He looked at her, and in his gaze was both apology and a fragile hope that she would absolve him. Nebet-Hedj nodded, once, slow. She said, “It was the right thing to do.” She did not say it to make him feel better; she meant it.

He was silent. His eyes closed, lashes casting shadows on his cheek.

After a while, she said, “Had you used the ampoule, I would have lived. I would have outlasted everyone I knew. The city, the House of Preparations, everything and everyone I knew and loved.” Her tone was almost curious, as if she were working a problem through to the end. “You must have thought about that. For years.”

He said, “Not everyone. You would have had me.” The words were so small that they almost didn’t exist at all.

She understood, now, why he looked at the others as he did. Why he had never really belonged to the worlds he passed through, why he kept people at a distance, never trusting anyone with the story or the burden of what he had done. She thought about what it would mean, to know that everything would pass except for the ache of what could have been.

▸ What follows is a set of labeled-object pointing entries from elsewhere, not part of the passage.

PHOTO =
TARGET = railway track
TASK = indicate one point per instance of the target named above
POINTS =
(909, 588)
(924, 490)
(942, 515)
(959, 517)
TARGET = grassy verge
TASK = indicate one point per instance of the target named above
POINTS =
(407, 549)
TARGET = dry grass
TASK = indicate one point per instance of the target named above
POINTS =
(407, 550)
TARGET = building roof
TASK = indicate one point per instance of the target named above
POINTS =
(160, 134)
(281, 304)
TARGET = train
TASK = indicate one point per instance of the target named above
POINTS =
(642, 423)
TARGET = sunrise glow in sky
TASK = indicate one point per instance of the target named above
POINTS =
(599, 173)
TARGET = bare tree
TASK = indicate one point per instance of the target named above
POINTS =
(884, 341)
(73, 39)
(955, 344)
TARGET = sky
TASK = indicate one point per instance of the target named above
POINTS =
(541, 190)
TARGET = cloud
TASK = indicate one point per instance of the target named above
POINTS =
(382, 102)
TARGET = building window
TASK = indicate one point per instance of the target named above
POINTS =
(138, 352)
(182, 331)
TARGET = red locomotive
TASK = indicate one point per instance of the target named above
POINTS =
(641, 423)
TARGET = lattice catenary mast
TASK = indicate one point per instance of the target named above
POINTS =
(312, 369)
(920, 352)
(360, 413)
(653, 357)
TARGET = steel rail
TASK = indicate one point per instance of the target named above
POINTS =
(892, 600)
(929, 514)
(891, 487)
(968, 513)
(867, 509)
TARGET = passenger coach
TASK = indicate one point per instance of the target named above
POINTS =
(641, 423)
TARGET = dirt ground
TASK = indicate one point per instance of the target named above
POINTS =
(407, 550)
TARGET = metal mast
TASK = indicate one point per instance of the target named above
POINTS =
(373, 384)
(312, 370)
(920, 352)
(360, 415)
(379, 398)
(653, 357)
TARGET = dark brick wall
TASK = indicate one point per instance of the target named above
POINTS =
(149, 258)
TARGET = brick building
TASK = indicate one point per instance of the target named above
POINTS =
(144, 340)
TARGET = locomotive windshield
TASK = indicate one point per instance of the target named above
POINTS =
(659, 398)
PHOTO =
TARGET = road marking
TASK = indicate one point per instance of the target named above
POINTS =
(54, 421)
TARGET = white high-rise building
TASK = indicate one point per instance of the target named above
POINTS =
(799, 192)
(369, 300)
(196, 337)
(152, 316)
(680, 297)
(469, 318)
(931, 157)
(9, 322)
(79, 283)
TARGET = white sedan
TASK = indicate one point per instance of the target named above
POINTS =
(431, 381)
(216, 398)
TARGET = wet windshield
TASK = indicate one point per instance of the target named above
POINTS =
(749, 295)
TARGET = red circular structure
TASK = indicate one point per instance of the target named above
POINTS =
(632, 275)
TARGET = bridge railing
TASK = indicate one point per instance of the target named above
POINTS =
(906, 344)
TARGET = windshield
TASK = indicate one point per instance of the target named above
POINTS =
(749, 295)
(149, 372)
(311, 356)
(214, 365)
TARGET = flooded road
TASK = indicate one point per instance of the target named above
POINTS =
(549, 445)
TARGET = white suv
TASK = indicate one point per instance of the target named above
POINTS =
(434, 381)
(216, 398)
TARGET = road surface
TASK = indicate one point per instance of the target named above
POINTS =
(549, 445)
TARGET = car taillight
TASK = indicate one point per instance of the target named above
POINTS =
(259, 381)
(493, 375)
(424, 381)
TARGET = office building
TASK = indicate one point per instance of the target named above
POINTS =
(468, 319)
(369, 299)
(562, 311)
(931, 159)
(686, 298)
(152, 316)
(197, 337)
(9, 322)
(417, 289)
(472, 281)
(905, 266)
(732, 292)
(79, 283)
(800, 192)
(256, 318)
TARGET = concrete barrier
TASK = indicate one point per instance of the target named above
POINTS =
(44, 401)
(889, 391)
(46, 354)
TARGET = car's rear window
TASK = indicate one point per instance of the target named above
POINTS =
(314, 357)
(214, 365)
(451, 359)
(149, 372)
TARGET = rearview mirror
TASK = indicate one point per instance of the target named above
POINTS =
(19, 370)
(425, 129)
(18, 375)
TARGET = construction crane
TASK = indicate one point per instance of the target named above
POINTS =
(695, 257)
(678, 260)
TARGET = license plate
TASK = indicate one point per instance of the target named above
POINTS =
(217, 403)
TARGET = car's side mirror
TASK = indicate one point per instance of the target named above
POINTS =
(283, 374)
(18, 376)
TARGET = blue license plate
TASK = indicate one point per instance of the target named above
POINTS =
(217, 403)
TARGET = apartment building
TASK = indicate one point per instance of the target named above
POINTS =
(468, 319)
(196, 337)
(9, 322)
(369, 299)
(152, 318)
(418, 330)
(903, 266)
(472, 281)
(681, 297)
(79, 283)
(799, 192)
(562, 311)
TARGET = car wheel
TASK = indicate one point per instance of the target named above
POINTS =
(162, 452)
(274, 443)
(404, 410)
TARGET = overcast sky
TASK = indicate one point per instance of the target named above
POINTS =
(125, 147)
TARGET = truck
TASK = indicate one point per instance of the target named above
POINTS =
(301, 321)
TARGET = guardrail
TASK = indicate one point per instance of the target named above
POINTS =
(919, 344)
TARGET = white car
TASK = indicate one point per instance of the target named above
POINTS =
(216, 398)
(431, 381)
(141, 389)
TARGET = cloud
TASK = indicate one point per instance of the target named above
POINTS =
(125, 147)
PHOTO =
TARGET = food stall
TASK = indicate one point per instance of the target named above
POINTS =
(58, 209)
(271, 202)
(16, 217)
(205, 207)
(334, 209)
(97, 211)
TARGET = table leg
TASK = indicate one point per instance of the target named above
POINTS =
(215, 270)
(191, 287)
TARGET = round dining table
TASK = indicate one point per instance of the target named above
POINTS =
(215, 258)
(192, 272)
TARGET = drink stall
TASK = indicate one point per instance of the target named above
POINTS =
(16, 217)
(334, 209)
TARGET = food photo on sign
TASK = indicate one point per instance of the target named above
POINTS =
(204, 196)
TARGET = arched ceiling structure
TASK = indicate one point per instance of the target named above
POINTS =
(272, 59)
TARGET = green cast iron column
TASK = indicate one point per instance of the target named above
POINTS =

As if he was reading her mind, he said, “It is easier, now, to keep the world at a remove. If you do not let yourself care, the losses hurt less. If you defer, if you delay, if you convince yourself that things will be better later — then you never have to face the end.” He stopped, then corrected himself: “That’s a lie. But it’s one I lived by for a very long time.”

He was tired. Not just with the bone-deep fatigue of regret, but with the awareness that every word cost him the last reserves of a caution he had spent millennia cultivating. Nebet-Hedj kept her hand on his, palm warm and sure. She did not speak for a long moment, because she wanted him to hear the next thing as the only truth that mattered.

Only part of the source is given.